A Deep Variational Approach to Clustering Survival Data
This addresses the problem of discovering subpopulations with different survival mechanisms in fields like medical imaging, but it is incremental as it builds on existing variational inference and clustering methods.
The paper tackles the problem of clustering survival data, which is challenging and under-explored, by introducing a novel semi-supervised probabilistic approach using a deep generative model; it performs better at identifying clusters and is competitive at predicting survival times in experiments on synthetic and real-world datasets.

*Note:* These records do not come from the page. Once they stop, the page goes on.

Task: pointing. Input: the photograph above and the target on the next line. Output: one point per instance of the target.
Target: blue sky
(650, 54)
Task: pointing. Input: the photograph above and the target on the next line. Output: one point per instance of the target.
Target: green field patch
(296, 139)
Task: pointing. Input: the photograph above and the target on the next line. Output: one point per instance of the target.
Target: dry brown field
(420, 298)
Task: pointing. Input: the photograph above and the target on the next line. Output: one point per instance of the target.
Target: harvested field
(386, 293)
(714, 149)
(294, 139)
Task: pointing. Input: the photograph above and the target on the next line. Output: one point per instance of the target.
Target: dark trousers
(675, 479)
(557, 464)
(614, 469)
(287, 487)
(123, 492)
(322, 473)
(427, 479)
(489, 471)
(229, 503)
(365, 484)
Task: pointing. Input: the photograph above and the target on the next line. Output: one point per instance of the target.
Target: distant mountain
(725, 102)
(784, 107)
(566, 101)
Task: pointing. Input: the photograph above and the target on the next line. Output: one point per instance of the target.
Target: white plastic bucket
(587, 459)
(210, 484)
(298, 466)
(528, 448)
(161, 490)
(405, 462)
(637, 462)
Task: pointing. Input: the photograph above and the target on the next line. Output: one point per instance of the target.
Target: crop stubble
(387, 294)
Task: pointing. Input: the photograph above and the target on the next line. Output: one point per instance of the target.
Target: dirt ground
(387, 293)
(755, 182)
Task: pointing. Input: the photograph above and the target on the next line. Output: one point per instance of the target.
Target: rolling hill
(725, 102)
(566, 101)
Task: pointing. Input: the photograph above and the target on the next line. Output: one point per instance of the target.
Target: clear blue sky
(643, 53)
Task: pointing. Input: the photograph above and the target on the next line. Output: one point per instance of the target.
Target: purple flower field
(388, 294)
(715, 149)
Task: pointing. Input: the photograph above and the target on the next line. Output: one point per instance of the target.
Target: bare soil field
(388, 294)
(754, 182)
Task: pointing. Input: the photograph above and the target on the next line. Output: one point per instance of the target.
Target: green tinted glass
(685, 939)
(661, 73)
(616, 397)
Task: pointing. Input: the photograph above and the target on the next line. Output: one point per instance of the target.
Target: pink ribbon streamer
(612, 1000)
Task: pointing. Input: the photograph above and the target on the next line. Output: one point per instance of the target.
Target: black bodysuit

In this work, we study the problem of clustering survival data $-$ a challenging and so far under-explored task. We introduce a novel semi-supervised probabilistic approach to cluster survival data by leveraging recent advances in stochastic gradient variational inference. In contrast to previous work, our proposed method employs a deep generative model to uncover the underlying distribution of both the explanatory variables and censored survival times. We compare our model to the related work on clustering and mixture models for survival data in comprehensive experiments on a wide range of synthetic, semi-synthetic, and real-world datasets, including medical imaging data. Our method performs better at identifying clusters and is competitive at predicting survival times. Relying on novel generative assumptions, the proposed model offers a holistic perspective on clustering survival data and holds a promise of discovering subpopulations whose survival is regulated by different generative mechanisms.